Amor e gratidão

05 janeiro 2023

«Senhor, amo-te», foram as últimas palavras de Bento xvi, coroando uma existência inteira, vivida sob o signo destas palavras. Entre os muitos textos (e gestos) que o demonstram, as palavras pronunciadas em 24 de maio de 2006 na catequese da audiência geral são impressionantes: «a generosidade impetuosa de Pedro não a salvaguarda dos riscos relacionados com a debilidade humana. De resto, é o que também nós podemos reconhecer com base na nossa vida. Pedro seguiu Jesus com ímpeto, superou a prova da fé, abandonando-se a Ele. Contudo chega o momento no qual também ele cede aos receios e cai: trai o Mestre (cf. Mc 14, 66-72). A escola da fé não é uma marcha triunfal, mas um caminho repleto de sofrimentos e de amor, de provas e de fidelidade a ser renovada todos os dias. Pedro, que já tinha prometido fidelidade absoluta, conhece a amargura e a humilhação da renegação: o atrevido aprende à sua custa a humildade. Também Pedro deve aprender a ser frágil e carente de perdão. Quando finalmente perde a máscara e compreende a verdade do seu coração frágil de pecador crente, cai num libertador choro de arrependimento. Depois deste choro ele já está pronto para a sua missão». Então Bento recorda o diálogo entre Jesus ressuscitado e Pedro nas margens do Mar da Galileia, sublinhando a distinção entre o verbo “filéo” (que exprime o amor de amizade, terno mas não totalizador) e o verbo “agapáo” (que significa amor sem reservas, total e incondicional) e concluindo que parece que foi o próprio Jesus que «se adaptou a Pedro, e não Pedro a Jesus! É precisamente esta adaptação divina que dá esperança ao discípulo, que conheceu o sofrimento da infidelidade. Surge daqui a confiança que o torna capaz do seguimento até ao fim […]. A partir daquele dia Pedro “seguiu” o Mestre com a clara consciência da própria fragilidade; mas esta consciência não o desencorajou. De facto, ele sabia que podia contar com a presença do Ressuscitado. Dos ingénuos entusiasmos da adesão inicial, passando pela experiência dolorosa da negação e pelo choro da conversão, Pedro alcançou a confiança naquele Jesus que se adaptou à sua pobre capacidade de amor. E mostra assim também a nós o caminho, apesar da nossa debilidade. Sabemos que Jesus se adapta a esta nossa debilidade».

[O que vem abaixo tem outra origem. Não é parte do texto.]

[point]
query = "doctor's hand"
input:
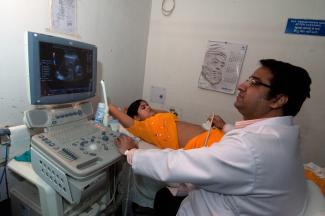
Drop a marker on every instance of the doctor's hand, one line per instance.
(217, 122)
(124, 142)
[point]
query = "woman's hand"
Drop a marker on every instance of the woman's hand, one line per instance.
(124, 142)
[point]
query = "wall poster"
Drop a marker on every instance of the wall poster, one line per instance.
(222, 66)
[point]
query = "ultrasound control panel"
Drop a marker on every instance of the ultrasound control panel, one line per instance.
(80, 155)
(81, 147)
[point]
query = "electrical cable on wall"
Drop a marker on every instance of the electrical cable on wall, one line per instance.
(167, 11)
(5, 141)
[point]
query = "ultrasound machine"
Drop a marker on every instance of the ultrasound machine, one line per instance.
(72, 154)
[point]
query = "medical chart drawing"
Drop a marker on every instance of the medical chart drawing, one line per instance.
(221, 66)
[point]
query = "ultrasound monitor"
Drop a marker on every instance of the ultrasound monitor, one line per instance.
(60, 70)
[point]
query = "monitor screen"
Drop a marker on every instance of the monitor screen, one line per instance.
(60, 70)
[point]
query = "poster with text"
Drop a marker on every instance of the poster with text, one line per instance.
(222, 66)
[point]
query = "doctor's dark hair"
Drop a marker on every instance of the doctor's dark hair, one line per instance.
(289, 80)
(133, 108)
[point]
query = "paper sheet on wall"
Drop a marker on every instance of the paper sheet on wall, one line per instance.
(222, 66)
(63, 16)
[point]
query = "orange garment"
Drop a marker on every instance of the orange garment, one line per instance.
(317, 180)
(199, 140)
(161, 131)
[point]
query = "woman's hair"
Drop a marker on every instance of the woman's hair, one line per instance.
(133, 108)
(290, 80)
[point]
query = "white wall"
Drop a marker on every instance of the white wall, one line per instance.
(177, 45)
(119, 28)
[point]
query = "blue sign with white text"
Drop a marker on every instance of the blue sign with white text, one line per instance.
(306, 27)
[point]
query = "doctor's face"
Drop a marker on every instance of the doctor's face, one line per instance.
(252, 100)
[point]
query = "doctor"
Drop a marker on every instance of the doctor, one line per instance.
(256, 169)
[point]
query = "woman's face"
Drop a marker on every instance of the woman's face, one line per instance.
(144, 111)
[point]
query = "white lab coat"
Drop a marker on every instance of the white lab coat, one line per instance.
(256, 170)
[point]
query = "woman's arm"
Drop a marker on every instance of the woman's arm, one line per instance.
(123, 118)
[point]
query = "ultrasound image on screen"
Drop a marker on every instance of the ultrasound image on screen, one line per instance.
(65, 69)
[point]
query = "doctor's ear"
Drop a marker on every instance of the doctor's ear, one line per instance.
(279, 101)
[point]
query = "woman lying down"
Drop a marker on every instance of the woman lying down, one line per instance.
(163, 129)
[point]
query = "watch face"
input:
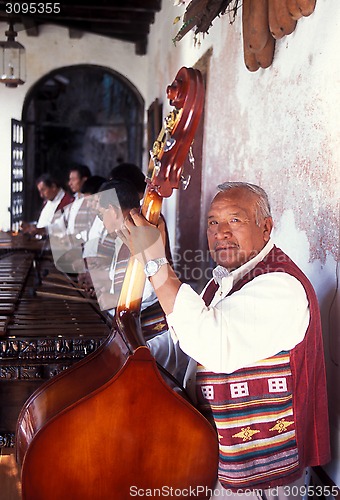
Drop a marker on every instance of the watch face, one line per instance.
(151, 267)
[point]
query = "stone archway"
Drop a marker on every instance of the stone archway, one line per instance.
(80, 114)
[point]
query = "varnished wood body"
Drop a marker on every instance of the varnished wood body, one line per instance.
(90, 449)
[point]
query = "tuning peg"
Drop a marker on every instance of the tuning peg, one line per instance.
(169, 142)
(185, 181)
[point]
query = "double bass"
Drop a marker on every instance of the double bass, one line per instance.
(112, 426)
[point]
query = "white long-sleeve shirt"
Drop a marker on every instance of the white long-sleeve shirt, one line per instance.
(49, 209)
(269, 314)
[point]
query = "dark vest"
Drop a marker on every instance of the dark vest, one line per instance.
(271, 417)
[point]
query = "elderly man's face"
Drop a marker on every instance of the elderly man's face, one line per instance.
(233, 235)
(75, 181)
(47, 193)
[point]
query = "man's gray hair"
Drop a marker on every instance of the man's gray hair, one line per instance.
(262, 202)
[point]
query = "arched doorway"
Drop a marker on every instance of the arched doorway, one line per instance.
(79, 114)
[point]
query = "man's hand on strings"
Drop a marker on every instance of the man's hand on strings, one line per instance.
(143, 239)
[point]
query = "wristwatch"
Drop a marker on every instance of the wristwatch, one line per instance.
(152, 266)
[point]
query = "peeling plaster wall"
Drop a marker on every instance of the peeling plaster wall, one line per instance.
(51, 50)
(279, 128)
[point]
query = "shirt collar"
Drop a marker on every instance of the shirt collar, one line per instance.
(220, 272)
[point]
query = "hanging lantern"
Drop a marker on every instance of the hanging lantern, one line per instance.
(12, 60)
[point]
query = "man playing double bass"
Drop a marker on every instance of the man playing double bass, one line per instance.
(254, 343)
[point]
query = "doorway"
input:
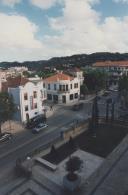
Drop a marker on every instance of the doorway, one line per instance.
(64, 99)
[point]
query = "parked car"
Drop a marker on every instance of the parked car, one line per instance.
(5, 136)
(33, 122)
(39, 127)
(106, 93)
(78, 107)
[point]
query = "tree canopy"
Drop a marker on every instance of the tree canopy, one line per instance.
(7, 107)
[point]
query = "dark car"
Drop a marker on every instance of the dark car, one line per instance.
(78, 107)
(39, 127)
(5, 136)
(35, 121)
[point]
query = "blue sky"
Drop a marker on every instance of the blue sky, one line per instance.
(41, 29)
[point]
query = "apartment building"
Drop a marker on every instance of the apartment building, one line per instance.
(28, 96)
(62, 88)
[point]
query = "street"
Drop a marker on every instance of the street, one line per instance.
(25, 142)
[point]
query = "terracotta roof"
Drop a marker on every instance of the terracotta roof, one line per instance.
(111, 63)
(16, 81)
(59, 77)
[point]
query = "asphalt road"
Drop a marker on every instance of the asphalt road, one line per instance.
(25, 142)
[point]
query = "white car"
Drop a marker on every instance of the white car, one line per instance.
(39, 127)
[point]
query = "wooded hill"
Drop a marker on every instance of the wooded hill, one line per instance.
(74, 60)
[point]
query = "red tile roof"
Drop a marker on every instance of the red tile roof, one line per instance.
(111, 63)
(59, 77)
(76, 69)
(16, 81)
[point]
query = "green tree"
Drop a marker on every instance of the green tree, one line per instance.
(7, 107)
(94, 122)
(123, 90)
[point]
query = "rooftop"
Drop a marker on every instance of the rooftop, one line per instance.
(16, 81)
(59, 77)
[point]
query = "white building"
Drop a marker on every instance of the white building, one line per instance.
(62, 88)
(115, 69)
(29, 98)
(76, 72)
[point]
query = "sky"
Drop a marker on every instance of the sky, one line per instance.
(41, 29)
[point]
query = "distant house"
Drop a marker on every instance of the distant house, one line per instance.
(62, 88)
(28, 96)
(115, 69)
(76, 72)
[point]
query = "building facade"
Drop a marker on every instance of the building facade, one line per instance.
(62, 88)
(115, 70)
(29, 99)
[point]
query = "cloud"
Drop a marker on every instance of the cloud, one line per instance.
(80, 29)
(10, 3)
(44, 4)
(17, 37)
(83, 30)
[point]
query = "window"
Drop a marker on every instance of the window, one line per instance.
(25, 96)
(63, 87)
(48, 86)
(66, 87)
(49, 96)
(75, 85)
(71, 97)
(76, 95)
(54, 86)
(26, 108)
(43, 85)
(35, 94)
(60, 87)
(35, 105)
(42, 95)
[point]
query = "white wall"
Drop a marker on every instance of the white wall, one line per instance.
(29, 88)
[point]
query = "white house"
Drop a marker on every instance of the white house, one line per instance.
(29, 98)
(62, 88)
(76, 72)
(115, 69)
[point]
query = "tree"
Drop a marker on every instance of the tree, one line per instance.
(123, 90)
(112, 111)
(7, 107)
(95, 116)
(72, 165)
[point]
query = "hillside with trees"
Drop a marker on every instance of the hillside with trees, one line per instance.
(79, 60)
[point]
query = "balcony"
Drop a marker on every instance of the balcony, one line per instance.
(63, 91)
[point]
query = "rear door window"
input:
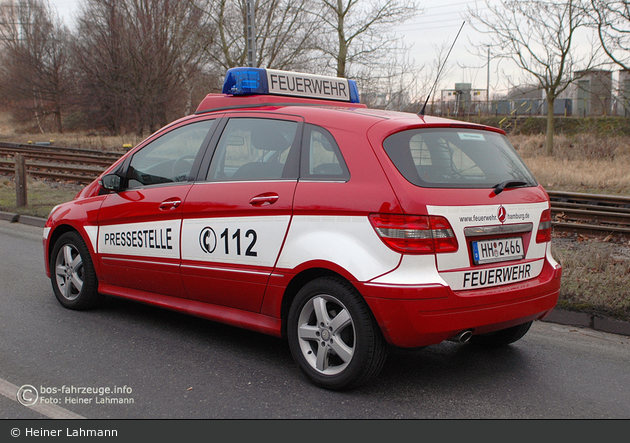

Dez anos mais tarde, a 28 de junho de 2016, por ocasião da comemoração do 65º aniversário da ordenação sacerdotal de Bento xvi , o Papa Francisco, dirigindo-se ao Papa emérito ali presente, proferiu estas palavras: «Numa das tantas páginas bonitas que Vossa Santidade dedica ao sacerdócio frisa como, na hora da chamada definitiva de Simão, Jesus, olhando para ele, no fundo pergunta-lhe uma só coisa: “Amas-me?”. Como é belo e verdadeiro isto! Porque é nisto, Vossa Santidade no-lo diz, naquele “Amas-me?” que o Senhor funda o apascentar, porque só se houver amor ao Senhor Ele pode apascentar através de nós... Esta é a caraterística que domina toda uma vida despendida ao serviço do sacerdócio e da teologia, que Vossa Santidade não hesitou em definir “busca do amado”: foi isto que Vossa Santidade sempre testemunhou e ainda hoje testemunha: que o aspeto decisivo nos nossos dias — de sol ou de chuva — aquele com o qual advém também tudo o resto, é que o Senhor esteja deveras presente, que o desejemos, que interiormente estejamos próximos dele, que o amemos, que acreditemos profundamente nele e, crendo, O amemos deveras. É este amar que nos enche realmente o coração, é este crer que nos faz caminhar seguros e tranquilos sobre as águas, até no meio da tempestade, precisamente como aconteceu a Pedro. Este amar e este crer é aquilo que nos permite olhar para o futuro não com receio ou saudades, mas com júbilo, até nos anos já avançados da nossa vida».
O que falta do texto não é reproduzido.